If you have a carousel use a slot or placeholder component but set “preferred values” to prevent its abuse. Be sure not to overuse slots and don’t nest components that already have slots in them because this will create multi-layered nesting that can frustrate Designers for two reasons:

  1. They have to tap multiple times to find the right component to configure.

  2. If you expose all nested components then the property panel looks like a long, complicated, list of toggles and dropdowns that has to be used just to find and configure a simple nested component.

Slots are great when used sparingly. However, they should be avoided in modals and content grids, where Designers need to place multiple components.

Child components

If a component seems like a good solution within a template but not in other areas of the product don’t try to force standardising it. Keep those components as child components of that template.

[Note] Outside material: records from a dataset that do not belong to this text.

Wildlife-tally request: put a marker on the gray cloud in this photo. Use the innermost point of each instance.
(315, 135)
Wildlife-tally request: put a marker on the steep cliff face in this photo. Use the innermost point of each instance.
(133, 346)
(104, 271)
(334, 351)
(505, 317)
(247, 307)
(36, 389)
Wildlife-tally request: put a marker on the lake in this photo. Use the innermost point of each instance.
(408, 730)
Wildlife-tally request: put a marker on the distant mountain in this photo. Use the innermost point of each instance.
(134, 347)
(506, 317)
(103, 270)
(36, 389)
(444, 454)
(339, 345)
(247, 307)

This will mean Designers as well as Developers only view them as part of that template rather than something to be reused across the product.

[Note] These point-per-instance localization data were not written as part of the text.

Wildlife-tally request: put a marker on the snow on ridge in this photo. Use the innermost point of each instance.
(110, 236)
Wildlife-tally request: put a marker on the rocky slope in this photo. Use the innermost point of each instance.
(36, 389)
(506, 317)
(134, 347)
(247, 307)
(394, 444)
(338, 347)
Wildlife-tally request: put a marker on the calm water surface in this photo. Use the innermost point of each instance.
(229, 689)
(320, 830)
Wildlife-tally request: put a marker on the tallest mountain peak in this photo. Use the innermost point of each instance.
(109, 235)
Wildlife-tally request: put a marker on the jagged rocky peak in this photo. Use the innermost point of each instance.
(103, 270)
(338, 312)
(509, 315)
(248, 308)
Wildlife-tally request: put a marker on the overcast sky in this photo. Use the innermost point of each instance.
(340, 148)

However, in the future, if you find that a child component has grown up and can be reused elsewhere, you should consider extracting it from the template and offering it a separate seat on the component library, with the proper documentation.

The result of aligning a design system

After months of hard work, we have a colour and typography system adhering to WCAG AA standards, a component library that follows principles of heuristics as well as patterns and flows that are insight-driven.

Improving a design system doesn’t stop there

The journey we’ve been on so far is just the beginning, once you start shipping components and templates you need to keep doing the following to ensure it turns into a living, breathing, design system:

Design QA

Plan the format, frequency and resources for this with your Project Team. The goal is to audit everything you’ve designed again but now in code. This includes the theme CSS file containing colour and typography values, component props and CSS classes. Test the staging version on popular browsers and raise bugs, write acceptance criteria and approve tickets when they are fixed to help guarantee the quality of design in code.

Design surgery

Have friendly open sessions with the developers who are coding components. This will help you to prevent design bugs and suggest better alternatives for writing class names and structuring properties in code.


Ideally, you should export everything into a cloud-based environment such as Storybook or ZeroHeight, or even more modern solutions such as Supernova or Knapsack. Publish all of your components there along with documentation, and ask Front-end Developers to upload a coded version of each component with all properties exposed. This is so everyone in the extended team can access the system. You can then set role-based access to consume components and updates.

This will provide one single source of truth to all. Importantly, this will be accessible via browsers with no NPM install needed to analyse how the component is coded or Figma know-how to view the component. Every person in the team right across the technology spectrum, from the Project Manager to the Software Tester, will be able to see the latest public version of the design system.


Finally, make it easy for new Designers and Developers to onboard. If you’ve written comprehensive documentation then you’ve already done your job. But, consider setting up workshops and recording introductory videos on template files and component files so new people in the team get up to speed in no time.

Hopefully, you’ve enjoyed my thoughts on shifting a design library to being a living breathing design system, available for all consumers and used to create better digital experiences.